Aveva già mandato giù tre Montenegro quando mi accorsi del silenzio. Tutti tacevano; persino quel figlio di puttana di Claudio, il figlio del proprietario, ora se ne stava seduto davanti alle macchinette, ma fissando a testa bassa chissà quale cumulo di polvere. Erano assorti in qualche faccenda o pensiero, o in qualche pensiero di qualche faccenda. Chi fissava la bottiglia quasi finita, chi fumava meccanicamente. Scambiava due parole col tizio dietro al bancone, ma non ribatteva. Asciugava quegli opachi bicchieri che come me si sono giocati la vita qui dentro, stando a testa in giù col sangue alla testa, su una mensola impolverata. I capelli biondi scivolavano lungo la schiena, e il suo sguardo… Quel suono. Ancora. Poi un altro e un altro ancora. Si legavano e susseguivano come farfalle librate e trasportate dal vento. Sentivo quella melodia come sentivo lo schifo che provavo nell’essere al suo cospetto. Non potevo alzarmi, non potevo muovermi. Con che coraggio avrei potuto invadere quel territorio di luce? Avevo intuito abbastanza da capire che anche lei, come me, era lì per se stessa. Che anche lei si specchiava nel riflesso deformato di quei finti oracoli inebrianti. Ma al contrario mio, lei lo faceva con un sorriso che parlava di amarezza e consapevolezza. Ecco cos’era: una donna che si riposava dall’ennesima ardua battaglia, il cui nome nel campo echeggiava ancora, ma urlato sottovoce per preservare il fragile sguardo di diamante.


Anche un solo movimento e avrei spezzato la perfetta atmosfera.

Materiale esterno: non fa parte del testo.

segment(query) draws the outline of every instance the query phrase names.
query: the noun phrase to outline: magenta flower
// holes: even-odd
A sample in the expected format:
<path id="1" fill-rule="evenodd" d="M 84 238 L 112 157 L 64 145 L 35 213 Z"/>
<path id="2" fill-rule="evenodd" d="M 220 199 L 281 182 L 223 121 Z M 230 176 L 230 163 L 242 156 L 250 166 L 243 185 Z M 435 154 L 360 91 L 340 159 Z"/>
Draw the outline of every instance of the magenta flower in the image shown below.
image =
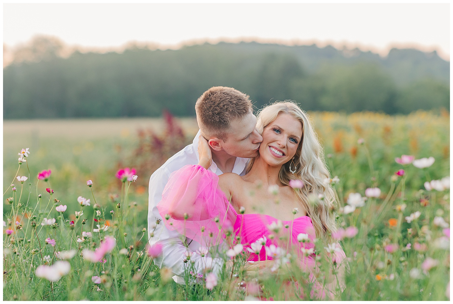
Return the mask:
<path id="1" fill-rule="evenodd" d="M 148 246 L 146 250 L 146 253 L 148 256 L 154 258 L 156 258 L 160 255 L 162 253 L 162 244 L 160 243 L 156 243 L 151 246 Z"/>
<path id="2" fill-rule="evenodd" d="M 427 257 L 423 263 L 422 263 L 422 269 L 423 270 L 424 272 L 426 273 L 431 268 L 437 266 L 438 264 L 439 264 L 439 261 L 437 260 L 434 260 L 430 257 Z"/>
<path id="3" fill-rule="evenodd" d="M 442 232 L 443 234 L 445 235 L 448 238 L 450 238 L 450 228 L 444 228 L 442 230 Z"/>
<path id="4" fill-rule="evenodd" d="M 402 176 L 404 175 L 404 170 L 402 169 L 400 169 L 397 171 L 395 172 L 395 174 L 397 175 L 399 175 L 400 176 Z"/>
<path id="5" fill-rule="evenodd" d="M 55 210 L 57 210 L 57 212 L 61 212 L 63 213 L 66 211 L 66 205 L 60 205 L 60 206 L 58 206 L 55 207 Z"/>
<path id="6" fill-rule="evenodd" d="M 389 244 L 384 247 L 384 250 L 389 253 L 393 253 L 400 247 L 397 244 Z"/>
<path id="7" fill-rule="evenodd" d="M 84 250 L 82 252 L 83 258 L 93 263 L 102 261 L 106 254 L 113 250 L 116 244 L 116 240 L 115 238 L 107 236 L 104 238 L 104 240 L 101 242 L 101 245 L 99 248 L 96 248 L 95 251 Z"/>
<path id="8" fill-rule="evenodd" d="M 217 277 L 212 272 L 206 276 L 206 288 L 212 290 L 215 286 L 217 286 Z"/>
<path id="9" fill-rule="evenodd" d="M 401 158 L 399 157 L 395 158 L 395 161 L 400 164 L 409 164 L 414 161 L 415 158 L 411 155 L 403 154 L 401 156 Z"/>
<path id="10" fill-rule="evenodd" d="M 51 239 L 50 237 L 48 237 L 47 239 L 45 239 L 44 241 L 45 242 L 46 244 L 48 244 L 52 247 L 55 246 L 55 240 L 54 240 L 53 239 Z"/>
<path id="11" fill-rule="evenodd" d="M 50 177 L 50 174 L 52 173 L 52 172 L 50 169 L 48 170 L 43 170 L 38 174 L 38 179 L 41 180 L 43 180 L 44 182 L 47 182 L 48 180 L 49 177 Z"/>
<path id="12" fill-rule="evenodd" d="M 125 168 L 124 169 L 120 169 L 116 172 L 115 176 L 117 179 L 120 179 L 121 181 L 124 183 L 126 180 L 131 182 L 134 179 L 134 176 L 137 173 L 137 170 L 134 168 L 130 169 L 129 168 Z"/>
<path id="13" fill-rule="evenodd" d="M 91 280 L 93 281 L 95 284 L 101 284 L 101 278 L 97 276 L 97 275 L 93 275 L 91 277 Z"/>
<path id="14" fill-rule="evenodd" d="M 299 179 L 291 179 L 289 181 L 289 187 L 293 189 L 300 189 L 304 187 L 304 182 Z"/>

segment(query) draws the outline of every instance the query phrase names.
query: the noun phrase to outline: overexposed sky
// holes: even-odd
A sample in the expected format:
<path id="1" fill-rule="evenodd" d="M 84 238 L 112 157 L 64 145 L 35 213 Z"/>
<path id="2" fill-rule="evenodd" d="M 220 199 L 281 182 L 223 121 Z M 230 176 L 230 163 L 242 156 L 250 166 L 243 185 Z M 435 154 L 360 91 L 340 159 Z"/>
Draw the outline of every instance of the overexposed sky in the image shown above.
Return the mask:
<path id="1" fill-rule="evenodd" d="M 416 47 L 450 56 L 448 4 L 3 5 L 3 42 L 9 46 L 41 34 L 90 48 L 258 40 L 358 46 L 384 55 L 392 47 Z"/>

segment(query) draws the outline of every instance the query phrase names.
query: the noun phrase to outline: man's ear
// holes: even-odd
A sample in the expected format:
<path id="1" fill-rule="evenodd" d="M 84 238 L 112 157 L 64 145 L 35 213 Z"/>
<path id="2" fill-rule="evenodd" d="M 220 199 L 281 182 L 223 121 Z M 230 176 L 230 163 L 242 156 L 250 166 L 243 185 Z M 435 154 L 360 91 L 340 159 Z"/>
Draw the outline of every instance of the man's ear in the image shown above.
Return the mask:
<path id="1" fill-rule="evenodd" d="M 222 151 L 223 149 L 222 148 L 222 144 L 223 143 L 223 141 L 222 140 L 219 140 L 217 137 L 211 138 L 207 141 L 207 143 L 209 144 L 209 146 L 214 151 Z"/>

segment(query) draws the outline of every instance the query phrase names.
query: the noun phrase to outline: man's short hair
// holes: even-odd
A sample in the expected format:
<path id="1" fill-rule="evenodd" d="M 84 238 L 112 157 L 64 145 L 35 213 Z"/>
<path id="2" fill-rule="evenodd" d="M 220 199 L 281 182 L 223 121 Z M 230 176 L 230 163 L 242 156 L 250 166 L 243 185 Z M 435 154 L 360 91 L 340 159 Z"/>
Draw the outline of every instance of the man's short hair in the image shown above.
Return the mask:
<path id="1" fill-rule="evenodd" d="M 248 95 L 226 87 L 213 87 L 195 103 L 197 121 L 202 135 L 224 141 L 227 137 L 230 121 L 240 119 L 251 111 L 252 103 Z"/>

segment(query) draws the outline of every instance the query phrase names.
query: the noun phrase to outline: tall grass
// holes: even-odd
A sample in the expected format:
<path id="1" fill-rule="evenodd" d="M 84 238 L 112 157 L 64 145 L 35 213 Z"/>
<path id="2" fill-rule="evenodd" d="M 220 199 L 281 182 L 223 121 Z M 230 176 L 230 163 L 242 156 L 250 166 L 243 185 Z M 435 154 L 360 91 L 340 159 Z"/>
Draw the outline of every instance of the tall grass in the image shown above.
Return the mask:
<path id="1" fill-rule="evenodd" d="M 334 211 L 338 222 L 343 228 L 355 227 L 358 229 L 357 235 L 340 241 L 347 257 L 349 270 L 344 278 L 344 290 L 333 290 L 335 298 L 449 299 L 446 294 L 449 282 L 449 185 L 428 191 L 424 183 L 449 175 L 449 116 L 425 112 L 396 116 L 371 113 L 310 114 L 325 147 L 332 176 L 337 176 L 339 179 L 334 185 L 339 206 Z M 166 133 L 164 122 L 160 122 L 152 125 L 154 135 L 163 142 L 171 141 L 171 138 L 164 140 L 169 133 Z M 35 122 L 45 125 L 43 122 Z M 122 127 L 121 123 L 124 124 Z M 245 252 L 235 258 L 233 269 L 226 266 L 216 278 L 217 285 L 212 290 L 207 288 L 205 280 L 209 269 L 200 274 L 202 277 L 197 277 L 190 260 L 186 263 L 186 285 L 177 285 L 171 278 L 171 270 L 156 267 L 152 261 L 156 252 L 145 248 L 152 232 L 144 231 L 148 210 L 146 189 L 152 172 L 140 171 L 140 163 L 154 160 L 156 163 L 153 164 L 158 166 L 165 159 L 161 155 L 151 154 L 159 151 L 145 150 L 136 162 L 136 152 L 144 143 L 130 130 L 130 121 L 113 122 L 110 127 L 102 121 L 87 121 L 80 133 L 74 130 L 77 125 L 69 127 L 72 132 L 69 136 L 65 135 L 64 121 L 54 126 L 55 129 L 49 132 L 51 134 L 46 135 L 44 129 L 37 135 L 31 131 L 31 125 L 30 130 L 27 130 L 20 121 L 5 123 L 4 299 L 313 297 L 310 294 L 312 285 L 308 275 L 298 266 L 297 259 L 289 258 L 289 263 L 283 263 L 284 267 L 275 271 L 267 270 L 258 273 L 250 269 Z M 114 125 L 115 127 L 111 126 Z M 188 125 L 183 128 L 188 130 L 185 140 L 178 140 L 184 142 L 181 144 L 191 141 L 196 132 L 196 125 Z M 147 125 L 141 126 L 146 129 Z M 99 136 L 96 135 L 96 130 L 102 130 Z M 359 139 L 364 141 L 358 142 Z M 30 148 L 30 154 L 27 162 L 19 165 L 17 154 L 25 148 Z M 176 152 L 166 153 L 171 155 Z M 413 155 L 415 159 L 433 156 L 435 161 L 425 169 L 412 164 L 401 165 L 395 159 L 403 154 Z M 132 165 L 139 172 L 136 182 L 122 183 L 115 177 L 118 169 Z M 145 167 L 153 169 L 152 166 Z M 49 169 L 52 174 L 48 182 L 37 179 L 39 172 Z M 395 174 L 401 169 L 405 170 L 403 176 Z M 17 176 L 28 178 L 22 184 L 16 179 Z M 88 179 L 93 181 L 91 188 L 87 186 Z M 15 192 L 10 187 L 12 181 Z M 369 198 L 363 207 L 345 214 L 350 194 L 358 193 L 365 197 L 366 190 L 373 188 L 381 190 L 378 197 Z M 54 193 L 51 196 L 46 188 Z M 81 206 L 77 202 L 79 196 L 90 199 L 91 205 Z M 93 208 L 95 199 L 98 205 L 96 209 Z M 63 213 L 55 210 L 60 205 L 67 206 Z M 75 212 L 80 211 L 83 215 L 76 218 Z M 417 211 L 419 217 L 410 220 L 410 215 Z M 55 222 L 41 225 L 44 218 L 54 218 Z M 94 232 L 97 225 L 101 227 L 106 225 L 108 228 Z M 91 232 L 92 235 L 84 237 L 83 232 L 85 235 Z M 114 247 L 107 248 L 111 250 L 106 252 L 102 262 L 90 261 L 89 251 L 106 246 L 109 236 L 115 240 Z M 53 239 L 54 247 L 52 246 Z M 82 241 L 77 241 L 79 239 Z M 234 241 L 231 240 L 231 245 Z M 316 245 L 321 274 L 318 280 L 322 281 L 324 275 L 331 271 L 334 265 L 322 258 L 328 253 L 324 246 Z M 65 257 L 61 253 L 66 251 L 74 253 L 74 256 L 62 260 Z M 229 258 L 224 252 L 211 253 L 225 260 Z M 57 263 L 60 260 L 67 261 L 69 270 L 67 264 Z M 41 277 L 42 267 L 37 274 L 41 265 L 53 265 L 59 267 L 55 270 L 62 275 L 58 280 L 52 282 Z M 100 283 L 97 283 L 98 280 Z M 193 284 L 195 282 L 198 283 Z M 237 285 L 241 282 L 247 287 L 246 290 Z M 208 287 L 212 287 L 209 282 Z M 259 290 L 261 290 L 259 295 L 256 292 Z"/>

Solamente essendoci, quella donna aveva ristabilito l’equilibrio, ondeggiante come le verdi e fragorose chiome che danzano assieme al vento. Si alzò, lasciò cadere la sigaretta per terra e la spense con la punta della scarpa, assecondando il moto sinuoso degli eventi. Incrociai i suoi occhi per un secondo, mentre si girava. Quello sguardo… Lo Swasta era ancora in silenzio quando la porta si richiuse. Mi alzai e andai al bancone, portandomi appresso, lentamente e con fatica, il sordido peso della coscienza. Lo sgabello era vuoto, ma ancora il suo profumo danzava sulle note di quella melodia. Quella sera, l’arpa aveva ripreso a suonare, incessante, che accompagnava verso il riposo le stanche onde cristalline. Cristalline, come il suo sguardo.